De huid als clubtrui
Terug uit Parijs kwam ik toevallig een boekje tegen met de titel: Huidskleur, van dr. R.D.G.Ph. Simons (Elsevier, 1985).
Het begint met de waarschuwing: ‘La plus stupide de noblesses c'est l'aristocratie de la peau.’ Ik zou de nodige figuren weten die ik die uitspraak onder de neus zou willen wrijven met hun dwangneurose waardoor ze menen dat ze de christelijke democratie aan andere volken moeten opdringen, die een ander pigment dan ‘bleached white’ hebben, zoals Arnold Toynbee dit eens uitdrukte. Deze keer geen Westerse ridders te paard naar Constantinopel. Deze keer zijn het Texas houwdegens in Apachehelikopters volgeladen met splinterbommen die zoveel mogelijk mensen om zeep moeten helpen.
In 1455 werd bij pauselijk decreet vanuit Rome aan christenen toestemming verleend ongelovige volkeren te onderwerpen. Onder ras werd verstaan: ‘d'Individus semblables issus de parents de meme sang’. Pas veel later leerde de wetenschap bij toediening van antibiotica en andere medicijnen hoe irrelevant de rol van huidskleur was in de menselijke samenleving. Ook Amerikaanse roodhuiden genazen met kinine en penicilline. Ook negers gaven bloed voor niet-negers. ‘Nothing is more vital than error.’
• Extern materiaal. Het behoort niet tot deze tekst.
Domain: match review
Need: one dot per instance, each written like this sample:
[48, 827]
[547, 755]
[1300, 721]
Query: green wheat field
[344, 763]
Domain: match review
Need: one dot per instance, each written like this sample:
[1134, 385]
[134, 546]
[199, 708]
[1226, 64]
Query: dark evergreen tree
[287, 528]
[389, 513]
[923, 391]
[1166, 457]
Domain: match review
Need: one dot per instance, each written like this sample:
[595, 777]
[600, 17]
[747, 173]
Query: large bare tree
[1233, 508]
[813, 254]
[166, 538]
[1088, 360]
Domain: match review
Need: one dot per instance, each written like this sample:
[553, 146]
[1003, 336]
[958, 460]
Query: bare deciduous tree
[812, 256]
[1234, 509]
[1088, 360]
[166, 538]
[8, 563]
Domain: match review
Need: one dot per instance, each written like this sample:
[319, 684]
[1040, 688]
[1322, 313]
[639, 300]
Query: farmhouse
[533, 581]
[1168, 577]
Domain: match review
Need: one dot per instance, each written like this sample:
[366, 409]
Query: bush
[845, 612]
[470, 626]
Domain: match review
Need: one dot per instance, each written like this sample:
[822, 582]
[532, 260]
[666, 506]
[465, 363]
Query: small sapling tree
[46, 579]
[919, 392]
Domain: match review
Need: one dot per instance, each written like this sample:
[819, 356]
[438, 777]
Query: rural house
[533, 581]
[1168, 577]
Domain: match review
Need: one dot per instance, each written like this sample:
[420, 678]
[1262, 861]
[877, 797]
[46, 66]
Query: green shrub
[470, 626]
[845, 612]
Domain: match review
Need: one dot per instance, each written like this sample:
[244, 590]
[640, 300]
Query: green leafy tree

De zogenaamde nieuwe Democratie Paus in Washington, die het Witte Huis moest kraken om aan de macht te komen, riep zich uit tot Paus der geavanceerde Westerse landen en bestijgt geen knol, zoals de middeleeuwse ridders, en hij draagt geen harnas of zwaard. Hij stuurt zijn piloten door het luchtruim en bombardeert hen die niet naar hem willen luisteren zo plat als een dubbeltje. De piloten voelen zich bij hun duikvluchten in Afghanistan en Irak als jagers op wilde eenden in Kentucky, althans dat roepen zij elkaar vanuit hun cockpits toe.
Een der fraaiste conclusies van dr. Simons was jaren geleden: ‘De huid dient slechts als clubtrui of beter nog, als distinctie om de economisch zwakkeren van de economisch sterkeren te onderscheiden.’ Dat is een conclusie om maar eens diep over na te denken.